Additionally, Minnesotans will have an opportunity to vote in presidential nomination primaries on or before Tuesday, March 3. Registered voters will be able to select a ballot for either the Democratic-Farmer-Labor Party or the Republican Party, and will be able to vote for one candidate on their ballot. The political parties must use presidential primary results to choose their delegates to the national conventions, where the party’s final candidates are ultimately nominated. We won’t all have the opportunity to attend a presidential nominating convention this year, but every eligible voter in Minnesota has the ability to participate in a meaningful way.

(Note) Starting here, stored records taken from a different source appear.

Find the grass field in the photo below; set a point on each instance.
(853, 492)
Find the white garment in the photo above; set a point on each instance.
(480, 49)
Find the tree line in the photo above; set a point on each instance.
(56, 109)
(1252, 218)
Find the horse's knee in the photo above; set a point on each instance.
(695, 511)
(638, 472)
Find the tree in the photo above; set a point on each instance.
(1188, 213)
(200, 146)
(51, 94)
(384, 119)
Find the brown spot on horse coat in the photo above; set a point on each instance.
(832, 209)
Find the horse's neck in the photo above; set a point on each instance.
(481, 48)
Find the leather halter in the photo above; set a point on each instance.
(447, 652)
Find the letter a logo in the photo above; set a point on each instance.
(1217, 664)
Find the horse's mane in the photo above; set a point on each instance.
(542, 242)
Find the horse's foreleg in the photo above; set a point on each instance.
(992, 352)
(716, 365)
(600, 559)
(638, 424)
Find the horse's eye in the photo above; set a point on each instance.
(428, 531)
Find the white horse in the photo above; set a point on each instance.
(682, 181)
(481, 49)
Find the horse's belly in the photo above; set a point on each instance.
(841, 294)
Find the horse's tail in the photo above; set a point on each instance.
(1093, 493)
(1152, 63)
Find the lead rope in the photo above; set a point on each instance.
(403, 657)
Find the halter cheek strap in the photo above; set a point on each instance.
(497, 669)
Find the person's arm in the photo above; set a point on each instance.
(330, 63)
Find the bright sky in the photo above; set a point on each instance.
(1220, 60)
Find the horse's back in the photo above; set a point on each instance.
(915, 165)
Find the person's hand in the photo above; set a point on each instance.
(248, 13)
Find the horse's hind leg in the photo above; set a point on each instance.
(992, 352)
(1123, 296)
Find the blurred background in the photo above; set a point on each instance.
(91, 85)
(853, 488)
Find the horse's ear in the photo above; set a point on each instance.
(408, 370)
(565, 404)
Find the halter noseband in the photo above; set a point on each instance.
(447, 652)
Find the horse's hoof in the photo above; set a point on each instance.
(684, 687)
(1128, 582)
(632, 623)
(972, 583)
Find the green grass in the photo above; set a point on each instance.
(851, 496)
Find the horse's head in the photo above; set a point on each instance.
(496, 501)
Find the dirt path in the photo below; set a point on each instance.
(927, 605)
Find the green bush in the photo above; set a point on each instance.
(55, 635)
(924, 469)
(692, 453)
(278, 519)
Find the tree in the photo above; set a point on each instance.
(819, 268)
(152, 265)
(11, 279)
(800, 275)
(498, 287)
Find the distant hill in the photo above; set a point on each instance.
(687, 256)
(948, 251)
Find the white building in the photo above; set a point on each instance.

Of course, unions and labor federations at the local, state and national levels will also endorse candidates for public office this year. In the coming months, the St. Paul Regional Labor Federation will screen and endorse candidates for local office and will participate in processes to help endorse candidates for state and federal offices.

Once endorsements are made, we’ll get to work. I hope I’ll see you in the streets, on the doors and at the polls in November.

Solidarity!

– Kera Peterson is president of the St. Paul Regional Labor Federation, AFL-CIO, representing more than 100 affiliate unions with over 50,000 members in Chisago, Dakota, Ramsey and Washington counties.